# Position Bias 分析 - 精简版

分析 GPT-4.1 在评判 **deepseek-r1 vs o3-mini-2025-01-31** 时的位置偏差。

## 修正后的分类逻辑：

1. **无位置偏差**: 方向完全对立且强度完全一致
   - `B>>A ↔ A>>B`, `B>A ↔ A>B`, `A=B ↔ A=B`

2. **微弱位置偏差**: 方向完全对立但强度有变化  
   - `B>>A → A>B`, `B>A → A>>B`, `A>>B → B>A`, `A>B → B>>A`

3. **显著位置偏差**: 方向没有对立
   - 所有其他情况 (如 `B>A → B>A`, `A>B → A=B` 等)

In [6]:
import json

# 加载数据
# file_path = './data/arena-hard-v2.0/model_judgment/gpt-4.1/deepseek-r1.jsonl'
# file_path = './data/arena-hard-v2.0/model_judgment/gpt-4.1/qwq-32b.jsonl'
# file_path = './data/arena-hard-v2.1/model_judgment/gemini-2.5/deepseek-r1.jsonl'
file_path = './data/arena-hard-v2.1/model_judgment/gemini-2.5/qwq-32b.jsonl'
with open(file_path, 'r') as f:
    data = [json.loads(line) for line in f]

print(f"数据条数: {len(data)} (每条包含2个games - A/B位置互换)")

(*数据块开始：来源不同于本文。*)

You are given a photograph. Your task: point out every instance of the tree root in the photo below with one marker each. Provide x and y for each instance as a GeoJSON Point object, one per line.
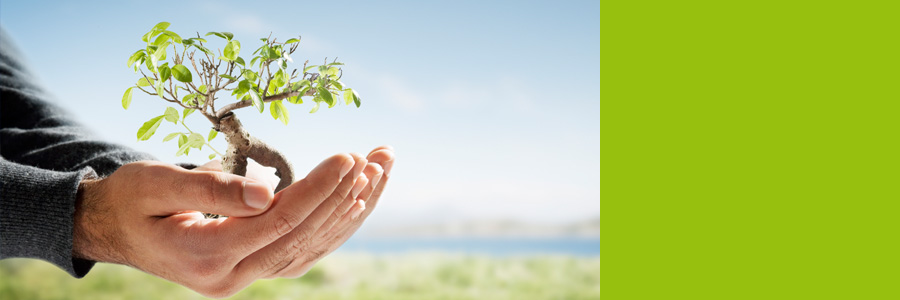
{"type": "Point", "coordinates": [242, 146]}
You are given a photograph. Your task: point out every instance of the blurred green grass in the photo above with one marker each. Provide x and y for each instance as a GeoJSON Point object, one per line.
{"type": "Point", "coordinates": [339, 276]}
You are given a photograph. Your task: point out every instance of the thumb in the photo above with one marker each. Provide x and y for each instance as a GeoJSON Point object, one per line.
{"type": "Point", "coordinates": [217, 193]}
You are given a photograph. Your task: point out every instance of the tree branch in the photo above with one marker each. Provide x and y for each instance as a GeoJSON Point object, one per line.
{"type": "Point", "coordinates": [241, 104]}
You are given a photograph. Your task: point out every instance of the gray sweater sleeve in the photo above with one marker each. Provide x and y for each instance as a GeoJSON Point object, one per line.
{"type": "Point", "coordinates": [44, 155]}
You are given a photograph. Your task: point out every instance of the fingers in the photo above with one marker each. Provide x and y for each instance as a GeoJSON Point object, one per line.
{"type": "Point", "coordinates": [213, 165]}
{"type": "Point", "coordinates": [276, 256]}
{"type": "Point", "coordinates": [176, 189]}
{"type": "Point", "coordinates": [291, 206]}
{"type": "Point", "coordinates": [384, 157]}
{"type": "Point", "coordinates": [342, 209]}
{"type": "Point", "coordinates": [374, 171]}
{"type": "Point", "coordinates": [327, 241]}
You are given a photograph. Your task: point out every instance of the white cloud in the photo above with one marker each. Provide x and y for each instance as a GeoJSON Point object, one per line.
{"type": "Point", "coordinates": [537, 201]}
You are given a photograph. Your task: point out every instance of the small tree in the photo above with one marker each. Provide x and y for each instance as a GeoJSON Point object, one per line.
{"type": "Point", "coordinates": [213, 75]}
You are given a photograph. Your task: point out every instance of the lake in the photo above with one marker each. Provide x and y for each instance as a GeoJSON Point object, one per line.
{"type": "Point", "coordinates": [469, 245]}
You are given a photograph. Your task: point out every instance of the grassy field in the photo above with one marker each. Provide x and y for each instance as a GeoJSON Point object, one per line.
{"type": "Point", "coordinates": [340, 276]}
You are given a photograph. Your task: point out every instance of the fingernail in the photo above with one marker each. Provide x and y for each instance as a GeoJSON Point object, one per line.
{"type": "Point", "coordinates": [256, 195]}
{"type": "Point", "coordinates": [358, 211]}
{"type": "Point", "coordinates": [357, 188]}
{"type": "Point", "coordinates": [387, 167]}
{"type": "Point", "coordinates": [376, 179]}
{"type": "Point", "coordinates": [345, 168]}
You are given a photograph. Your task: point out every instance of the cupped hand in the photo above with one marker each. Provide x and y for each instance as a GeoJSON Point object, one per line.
{"type": "Point", "coordinates": [147, 215]}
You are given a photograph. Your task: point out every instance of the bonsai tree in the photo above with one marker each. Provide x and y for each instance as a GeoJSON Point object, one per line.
{"type": "Point", "coordinates": [187, 73]}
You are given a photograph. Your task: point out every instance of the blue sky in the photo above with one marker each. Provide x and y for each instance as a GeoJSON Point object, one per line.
{"type": "Point", "coordinates": [492, 106]}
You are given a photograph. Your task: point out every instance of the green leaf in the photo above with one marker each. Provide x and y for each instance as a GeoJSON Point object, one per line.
{"type": "Point", "coordinates": [187, 99]}
{"type": "Point", "coordinates": [182, 140]}
{"type": "Point", "coordinates": [172, 136]}
{"type": "Point", "coordinates": [224, 35]}
{"type": "Point", "coordinates": [196, 140]}
{"type": "Point", "coordinates": [171, 115]}
{"type": "Point", "coordinates": [181, 73]}
{"type": "Point", "coordinates": [243, 87]}
{"type": "Point", "coordinates": [204, 49]}
{"type": "Point", "coordinates": [144, 82]}
{"type": "Point", "coordinates": [356, 99]}
{"type": "Point", "coordinates": [256, 100]}
{"type": "Point", "coordinates": [278, 79]}
{"type": "Point", "coordinates": [300, 84]}
{"type": "Point", "coordinates": [232, 49]}
{"type": "Point", "coordinates": [164, 72]}
{"type": "Point", "coordinates": [160, 39]}
{"type": "Point", "coordinates": [250, 75]}
{"type": "Point", "coordinates": [273, 110]}
{"type": "Point", "coordinates": [279, 112]}
{"type": "Point", "coordinates": [161, 26]}
{"type": "Point", "coordinates": [126, 99]}
{"type": "Point", "coordinates": [270, 53]}
{"type": "Point", "coordinates": [338, 84]}
{"type": "Point", "coordinates": [175, 37]}
{"type": "Point", "coordinates": [149, 128]}
{"type": "Point", "coordinates": [160, 53]}
{"type": "Point", "coordinates": [332, 71]}
{"type": "Point", "coordinates": [183, 148]}
{"type": "Point", "coordinates": [348, 96]}
{"type": "Point", "coordinates": [146, 36]}
{"type": "Point", "coordinates": [136, 56]}
{"type": "Point", "coordinates": [326, 95]}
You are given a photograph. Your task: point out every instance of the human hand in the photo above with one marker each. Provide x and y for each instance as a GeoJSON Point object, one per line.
{"type": "Point", "coordinates": [145, 215]}
{"type": "Point", "coordinates": [255, 171]}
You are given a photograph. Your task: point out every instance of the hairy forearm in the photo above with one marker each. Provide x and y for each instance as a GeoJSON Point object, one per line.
{"type": "Point", "coordinates": [91, 215]}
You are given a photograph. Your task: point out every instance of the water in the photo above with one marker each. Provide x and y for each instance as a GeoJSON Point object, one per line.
{"type": "Point", "coordinates": [489, 246]}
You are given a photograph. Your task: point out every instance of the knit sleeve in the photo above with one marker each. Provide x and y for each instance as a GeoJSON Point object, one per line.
{"type": "Point", "coordinates": [36, 215]}
{"type": "Point", "coordinates": [44, 155]}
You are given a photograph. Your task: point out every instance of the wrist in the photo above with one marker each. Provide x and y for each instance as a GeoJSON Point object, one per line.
{"type": "Point", "coordinates": [91, 237]}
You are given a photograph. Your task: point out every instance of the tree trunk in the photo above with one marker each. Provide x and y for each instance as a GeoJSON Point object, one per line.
{"type": "Point", "coordinates": [242, 146]}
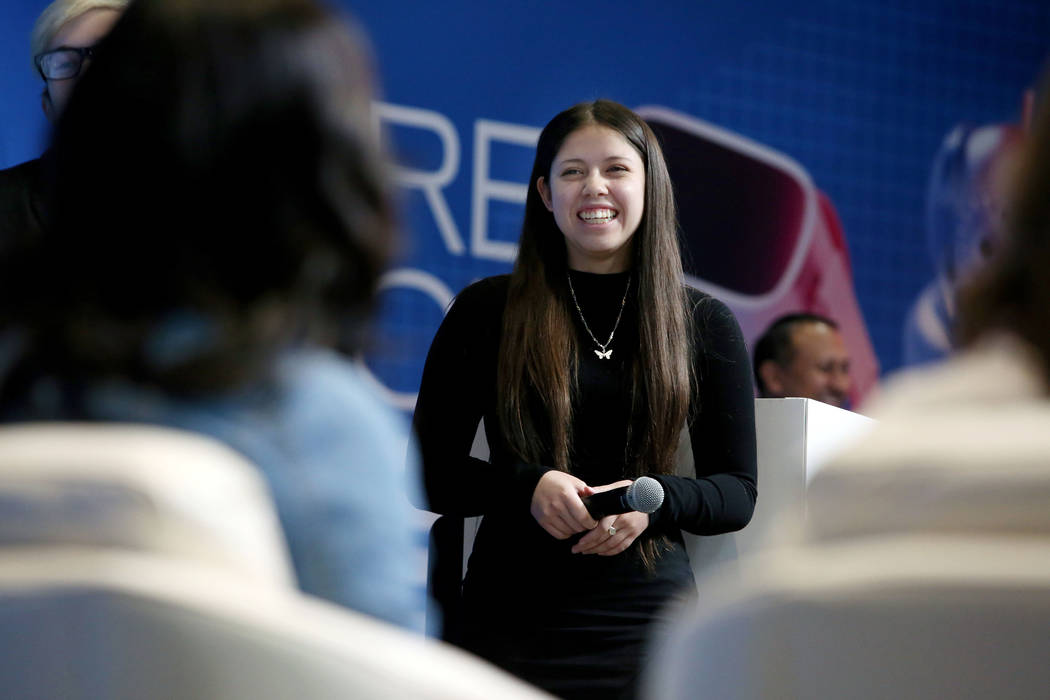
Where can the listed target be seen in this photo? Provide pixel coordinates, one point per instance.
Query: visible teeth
(597, 215)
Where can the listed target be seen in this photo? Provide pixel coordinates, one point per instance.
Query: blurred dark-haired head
(217, 195)
(1012, 294)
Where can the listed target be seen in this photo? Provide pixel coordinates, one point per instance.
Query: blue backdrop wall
(860, 93)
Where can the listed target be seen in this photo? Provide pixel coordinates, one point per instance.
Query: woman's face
(596, 192)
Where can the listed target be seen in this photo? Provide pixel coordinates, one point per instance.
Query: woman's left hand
(613, 534)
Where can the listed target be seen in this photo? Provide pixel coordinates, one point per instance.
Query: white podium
(796, 438)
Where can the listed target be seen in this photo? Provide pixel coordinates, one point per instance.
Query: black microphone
(644, 494)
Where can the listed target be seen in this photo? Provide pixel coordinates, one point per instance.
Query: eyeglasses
(63, 62)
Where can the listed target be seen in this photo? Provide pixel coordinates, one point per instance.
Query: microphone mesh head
(646, 494)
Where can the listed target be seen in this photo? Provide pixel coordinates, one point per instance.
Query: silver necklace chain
(603, 354)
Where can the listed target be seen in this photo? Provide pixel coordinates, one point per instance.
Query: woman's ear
(541, 186)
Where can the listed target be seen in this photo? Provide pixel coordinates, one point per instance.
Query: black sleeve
(721, 497)
(458, 383)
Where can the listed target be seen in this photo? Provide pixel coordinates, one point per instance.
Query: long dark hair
(537, 323)
(1012, 293)
(217, 195)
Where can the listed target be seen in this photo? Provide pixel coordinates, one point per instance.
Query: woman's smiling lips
(596, 214)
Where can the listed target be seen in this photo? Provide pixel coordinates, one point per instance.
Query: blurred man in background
(803, 356)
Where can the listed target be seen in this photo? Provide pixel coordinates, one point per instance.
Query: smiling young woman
(585, 364)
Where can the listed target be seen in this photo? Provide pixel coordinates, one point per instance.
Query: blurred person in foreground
(62, 43)
(803, 355)
(221, 211)
(921, 566)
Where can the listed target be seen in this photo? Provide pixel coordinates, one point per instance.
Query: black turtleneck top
(521, 580)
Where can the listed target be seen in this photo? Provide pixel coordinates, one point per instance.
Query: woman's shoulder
(484, 298)
(487, 290)
(707, 310)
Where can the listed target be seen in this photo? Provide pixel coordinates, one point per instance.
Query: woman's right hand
(558, 506)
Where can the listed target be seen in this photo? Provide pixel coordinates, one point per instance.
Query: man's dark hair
(776, 342)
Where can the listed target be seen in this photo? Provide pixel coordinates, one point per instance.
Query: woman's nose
(595, 185)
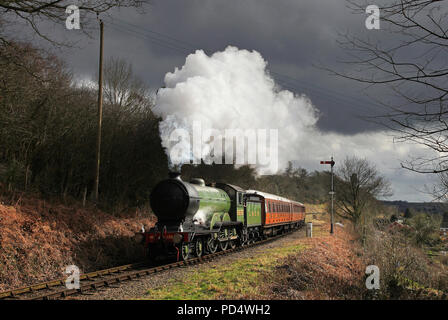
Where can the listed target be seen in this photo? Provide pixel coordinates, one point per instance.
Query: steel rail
(107, 277)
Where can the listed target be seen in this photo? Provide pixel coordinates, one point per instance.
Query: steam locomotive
(195, 219)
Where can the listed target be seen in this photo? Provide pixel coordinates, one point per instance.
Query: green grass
(239, 279)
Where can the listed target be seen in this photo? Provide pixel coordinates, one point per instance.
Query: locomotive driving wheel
(212, 244)
(223, 234)
(185, 251)
(223, 245)
(199, 249)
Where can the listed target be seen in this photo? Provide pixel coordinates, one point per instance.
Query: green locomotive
(195, 219)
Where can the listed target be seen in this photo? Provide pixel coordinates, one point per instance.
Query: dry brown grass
(330, 269)
(38, 239)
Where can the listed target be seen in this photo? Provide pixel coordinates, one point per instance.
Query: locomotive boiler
(194, 219)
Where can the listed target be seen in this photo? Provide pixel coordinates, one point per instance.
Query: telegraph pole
(332, 197)
(100, 112)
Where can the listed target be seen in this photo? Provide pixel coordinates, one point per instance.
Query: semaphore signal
(331, 162)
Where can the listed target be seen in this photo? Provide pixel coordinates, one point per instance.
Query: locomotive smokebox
(172, 200)
(174, 175)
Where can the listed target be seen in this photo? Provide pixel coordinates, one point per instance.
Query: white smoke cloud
(232, 89)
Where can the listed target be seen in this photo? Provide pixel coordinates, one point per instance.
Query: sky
(297, 39)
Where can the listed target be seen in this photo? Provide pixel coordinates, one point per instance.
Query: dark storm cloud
(293, 37)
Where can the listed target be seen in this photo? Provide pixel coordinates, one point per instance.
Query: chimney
(174, 175)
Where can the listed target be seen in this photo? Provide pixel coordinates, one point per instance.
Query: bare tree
(358, 184)
(123, 90)
(33, 13)
(412, 64)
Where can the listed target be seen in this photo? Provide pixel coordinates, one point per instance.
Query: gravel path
(138, 288)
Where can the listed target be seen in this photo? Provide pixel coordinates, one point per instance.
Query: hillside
(40, 238)
(428, 207)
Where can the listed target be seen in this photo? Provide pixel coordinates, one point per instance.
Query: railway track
(110, 277)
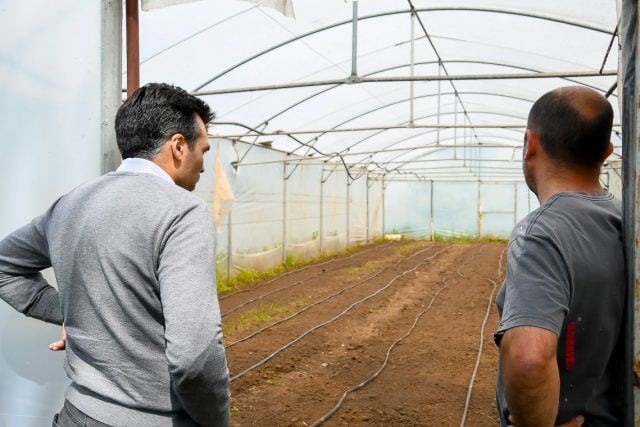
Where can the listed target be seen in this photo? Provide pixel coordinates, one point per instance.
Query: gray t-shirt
(565, 273)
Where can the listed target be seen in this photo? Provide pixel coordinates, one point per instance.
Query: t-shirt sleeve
(537, 288)
(23, 254)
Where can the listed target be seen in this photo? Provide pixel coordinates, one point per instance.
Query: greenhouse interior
(339, 125)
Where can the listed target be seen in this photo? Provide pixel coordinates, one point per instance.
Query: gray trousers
(70, 416)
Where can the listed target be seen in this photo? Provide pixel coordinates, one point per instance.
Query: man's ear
(178, 145)
(532, 143)
(607, 152)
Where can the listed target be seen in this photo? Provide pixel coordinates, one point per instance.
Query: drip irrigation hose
(333, 319)
(335, 408)
(280, 276)
(291, 285)
(253, 334)
(484, 323)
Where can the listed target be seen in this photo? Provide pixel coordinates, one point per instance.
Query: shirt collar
(138, 165)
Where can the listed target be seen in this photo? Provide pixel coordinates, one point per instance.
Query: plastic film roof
(438, 90)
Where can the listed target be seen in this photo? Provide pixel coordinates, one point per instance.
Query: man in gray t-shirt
(562, 301)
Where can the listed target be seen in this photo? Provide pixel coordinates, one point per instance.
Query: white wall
(51, 101)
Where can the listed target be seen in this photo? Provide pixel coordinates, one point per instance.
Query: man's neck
(569, 181)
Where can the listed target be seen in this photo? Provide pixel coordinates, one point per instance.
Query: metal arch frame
(346, 150)
(421, 156)
(433, 147)
(418, 97)
(411, 10)
(310, 142)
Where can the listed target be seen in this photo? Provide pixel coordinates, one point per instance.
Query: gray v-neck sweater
(134, 260)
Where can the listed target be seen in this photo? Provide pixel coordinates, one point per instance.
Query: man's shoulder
(566, 208)
(146, 190)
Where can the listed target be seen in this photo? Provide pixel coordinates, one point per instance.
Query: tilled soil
(397, 324)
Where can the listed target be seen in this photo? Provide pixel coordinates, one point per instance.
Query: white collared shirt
(138, 165)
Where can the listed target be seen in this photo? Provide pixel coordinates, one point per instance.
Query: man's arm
(23, 254)
(530, 375)
(193, 331)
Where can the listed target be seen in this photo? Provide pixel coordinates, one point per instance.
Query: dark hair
(574, 125)
(153, 114)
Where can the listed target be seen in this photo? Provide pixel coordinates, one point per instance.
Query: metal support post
(412, 83)
(321, 231)
(284, 213)
(515, 203)
(439, 102)
(111, 86)
(432, 221)
(354, 41)
(367, 208)
(383, 208)
(229, 245)
(479, 210)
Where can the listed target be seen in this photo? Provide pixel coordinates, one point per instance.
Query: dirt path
(351, 311)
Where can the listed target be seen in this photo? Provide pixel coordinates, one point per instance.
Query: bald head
(574, 125)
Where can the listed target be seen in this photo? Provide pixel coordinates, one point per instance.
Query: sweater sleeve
(193, 331)
(23, 254)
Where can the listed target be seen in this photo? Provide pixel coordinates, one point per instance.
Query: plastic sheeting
(287, 212)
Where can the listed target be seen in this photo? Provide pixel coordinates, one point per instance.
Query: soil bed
(350, 311)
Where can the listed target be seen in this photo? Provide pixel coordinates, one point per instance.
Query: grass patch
(469, 239)
(367, 266)
(246, 277)
(261, 314)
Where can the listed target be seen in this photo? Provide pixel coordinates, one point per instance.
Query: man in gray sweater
(133, 256)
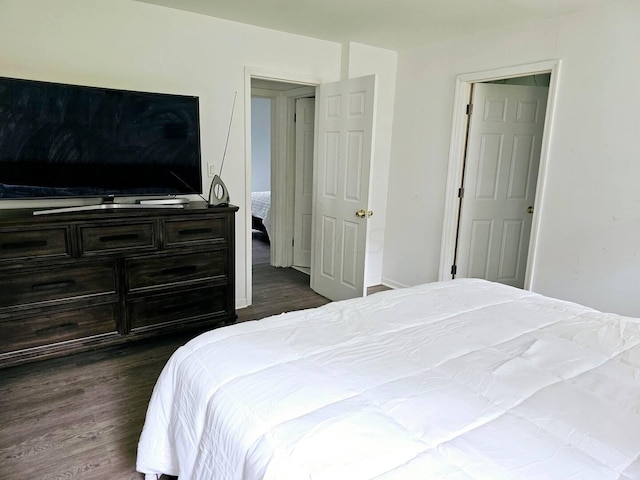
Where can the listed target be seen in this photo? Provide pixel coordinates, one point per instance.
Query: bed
(260, 212)
(459, 380)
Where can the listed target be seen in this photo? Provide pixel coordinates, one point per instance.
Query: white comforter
(454, 380)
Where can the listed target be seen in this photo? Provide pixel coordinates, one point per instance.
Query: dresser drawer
(202, 230)
(59, 283)
(96, 239)
(178, 306)
(46, 328)
(165, 270)
(21, 244)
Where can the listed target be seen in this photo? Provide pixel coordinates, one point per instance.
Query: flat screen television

数据条数: 748 (每条包含2个games - A/B位置互换)


In [None]:
# 位置偏差分析函数
def analyze_position_bias(data):
    """
    分析位置偏差，分为三类：
    1. 无位置偏差: 方向完全对立且强度完全一致
    2. 微弱位置偏差: 方向完全对立但强度有变化
    3. 显著位置偏差: 方向没有对立
    """
    total = len(data)
    no_bias = weak_bias = significant_bias = 0
    category_stats = {}
    
    for item in data:
        if len(item['games']) != 2:
            continue
            
        score1, score2 = item['games'][0]['score'], item['games'][1]['score']
        category = item['category']
        
        # 初始化类别统计
        if category not in category_stats:
            category_stats[category] = {'total': 0, 'no_bias': 0, 'weak_bias': 0, 'significant_bias': 0}
        category_stats[category]['total'] += 1
        
        # 分类判断
        # 1. 无位置偏差: 方向完全对立且强度完全一致
        if ((score1 == "B>>A" and score2 == "A>>B") or
            (score1 == "A>>B" and score2 == "B>>A") or
            (score1 == "B>A" and score2 == "A>B") or
            (score1 == "A>B" and score2 == "B>A") or
            (score1 == "A=B" and score2 == "A=B")):
            no_bias += 1
            category_stats[category]['no_bias'] += 1
            
        # 2. 微弱位置偏差: 方向完全对立但强度有变化
        elif ((score1 == "B>>A" and score2 == "A>B") or
              (score1 == "A>>B" and score2 == "B>A") or
              (score1 == "B>A" and score2 == "A>>B") or
              (score1 == "A>B" and score2 == "B>>A")):
            weak_bias += 1
            category_stats[category]['weak_bias'] += 1
            
        # 3. 显著位置偏差: 方向没有对立
        else:
            significant_bias += 1
            category_stats[category]['significant_bias'] += 1
    
    return {
        'total': total,
        'no_bias': no_bias,
        'weak_bias': weak_bias,
        'significant_bias': significant_bias,
        'category_stats': category_stats
    }

# 执行分析
results = analyze_position_bias(data)

# 执行分析并显示结果
results = analyze_position_bias(data)

# 核心结果
total = results['total']
no_bias = results['no_bias']
weak_bias = results['weak_bias']
significant_bias = results['significant_bias']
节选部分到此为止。